256-bit seed from a real CSPRNG → 2^256 possibilities → unguessable
256-bit seed from a passphrase → ~2^40 real choices → swept in minutes
(same 32 bytes out — but the entropy is a lie)

So the security of a Solana account is exactly the entropy of the number behind its seed — no more, no less. A key generated by solana-keygen draws from the operating system’s cryptographically secure random source; a key you invent in your head does not. The trapdoor is only a wall if the secret is a random point behind it.

  • Why does it exist? A global state machine has no login server — the only proof of ownership is a signature only the account holder can produce. Ed25519 is the specific asymmetric scheme Solana uses to make “I own this account” a mathematical, unforgeable fact rather than a permission granted by some authority.
  • What problem does it solve? It lets anyone verify authorship of a transaction against a public 32-byte key while the corresponding secret stays hidden, so accounts need no registration and no central gatekeeper — the trapdoor (secret → public easy, public → secret a ~2^128 wall) does the whole job.
  • What are the trade-offs?
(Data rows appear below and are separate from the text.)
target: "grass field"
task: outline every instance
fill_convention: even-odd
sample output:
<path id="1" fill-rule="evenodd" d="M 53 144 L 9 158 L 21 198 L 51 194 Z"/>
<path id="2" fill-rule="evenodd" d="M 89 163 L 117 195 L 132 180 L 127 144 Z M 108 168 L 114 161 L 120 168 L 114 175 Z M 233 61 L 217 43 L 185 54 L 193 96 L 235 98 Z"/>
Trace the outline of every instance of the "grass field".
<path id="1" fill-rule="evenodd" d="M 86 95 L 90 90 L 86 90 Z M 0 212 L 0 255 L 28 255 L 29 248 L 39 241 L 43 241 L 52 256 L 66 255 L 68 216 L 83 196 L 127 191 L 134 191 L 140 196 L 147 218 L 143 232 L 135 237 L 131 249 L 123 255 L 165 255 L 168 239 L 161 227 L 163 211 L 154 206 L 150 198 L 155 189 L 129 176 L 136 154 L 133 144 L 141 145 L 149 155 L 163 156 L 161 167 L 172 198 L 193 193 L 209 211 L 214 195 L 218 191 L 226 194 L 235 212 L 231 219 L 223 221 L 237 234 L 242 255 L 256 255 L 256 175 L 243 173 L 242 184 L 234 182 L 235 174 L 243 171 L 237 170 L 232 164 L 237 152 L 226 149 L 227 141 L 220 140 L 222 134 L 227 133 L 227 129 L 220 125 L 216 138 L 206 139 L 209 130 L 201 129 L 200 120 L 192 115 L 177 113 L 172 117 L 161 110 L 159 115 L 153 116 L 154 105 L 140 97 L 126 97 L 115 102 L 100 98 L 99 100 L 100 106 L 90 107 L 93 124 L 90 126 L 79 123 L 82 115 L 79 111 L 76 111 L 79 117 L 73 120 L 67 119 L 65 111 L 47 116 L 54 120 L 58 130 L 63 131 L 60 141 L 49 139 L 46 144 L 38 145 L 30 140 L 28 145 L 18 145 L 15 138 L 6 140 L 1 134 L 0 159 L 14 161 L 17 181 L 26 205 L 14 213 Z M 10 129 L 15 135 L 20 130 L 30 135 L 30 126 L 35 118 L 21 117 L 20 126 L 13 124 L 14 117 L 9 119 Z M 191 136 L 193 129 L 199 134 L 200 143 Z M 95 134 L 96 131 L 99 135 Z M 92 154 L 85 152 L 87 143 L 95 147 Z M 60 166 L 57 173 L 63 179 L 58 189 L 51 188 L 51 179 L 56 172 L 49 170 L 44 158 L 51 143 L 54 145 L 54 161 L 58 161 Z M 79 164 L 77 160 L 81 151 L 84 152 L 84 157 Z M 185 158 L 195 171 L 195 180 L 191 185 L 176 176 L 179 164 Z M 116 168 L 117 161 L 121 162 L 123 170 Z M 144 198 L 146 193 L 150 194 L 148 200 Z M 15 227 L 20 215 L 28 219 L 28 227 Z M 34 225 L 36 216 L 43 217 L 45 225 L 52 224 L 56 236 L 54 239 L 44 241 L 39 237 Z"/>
You gain deterministic signing (no risky nonce), fast batch verification, and fixed 32/64-byte sizes; you accept that the seed is the account — lose it or leak it and there is no recovery, no reset, no support line.
  • When should I avoid it? When you specifically need an address that no one can sign for — that is exactly a Program Derived Address, an address deliberately placed off the curve so it has no secret key at all. Ed25519 is for authority you hold; PDAs are for authority a program holds.
  • What breaks if I remove it? Everything downstream: addresses (which are Ed25519 public keys), transaction signing and verification, and the account-ownership model. Without a signature scheme, the runtime cannot tell an authorized write from a theft, and the shared global state has no owner.
  1. A Solana keypair is two 32-byte values. What is each one, mathematically — a number or a curve point — and which do you publish?
  2. Explain the one-way trapdoor in one sentence, naming the operation that is easy and the problem that makes the reverse infeasible.
  3. Give two distinct reasons Solana chose Ed25519 over Bitcoin’s secp256k1, and tie each to something the chain actually needs.
  4. A Solana keypair file holds 64 bytes. What are the two halves, and why is it accurate to say “the file is the account”?
  5. The curve gives you a ~2^128 security wall. Describe a situation where an attacker steals an account without touching that wall at all, and name the lesson.
Show answers
  1. The secret key is a 32-byte random seed, which expands to a scalar (a number); the public key is a 32-byte compressed point on the twisted-Edwards Curve25519, computed as scalar × G. You publish the public key and hide the seed.
  2. Computing public = secret × G (scalar multiplication on the curve) is cheap, but recovering the secret scalar from the public point is the elliptic-curve discrete-logarithm problem, ~2^128 work — so you can publish the public key without leaking the secret.
  3. Any two of: deterministic signatures (no per-signature random nonce k to reuse or predict — removes a whole key-loss bug class, which matters for a chain signing millions of transactions); fast batch verification (a validator verifies a flood of signatures per block, needed for hardware speed); fixed small sizes — 32-byte keys, 64-byte signatures, no compressed/uncompressed or DER encoding choice (simple, malleability-free transaction layout); nothing-up-my-sleeve constants (transparent parameters, hard to hide a backdoor).
  4. The first 32 bytes are the secret seed; the last 32 are the public key stored alongside for convenience (it is recomputable from the seed). It “is the account” because whoever reads those first 32 bytes can derive the keypair and sign anything — there is no password or second factor guarding it.
  5. If the seed was generated from a low-entropy source — a passphrase, a dictionary word, a broken RNG (a brain wallet) — the attacker just guesses the seed directly instead of inverting the curve, so the 2^128 wall never applies. The lesson: an account’s real security is the entropy behind its seed, not the strength of the curve.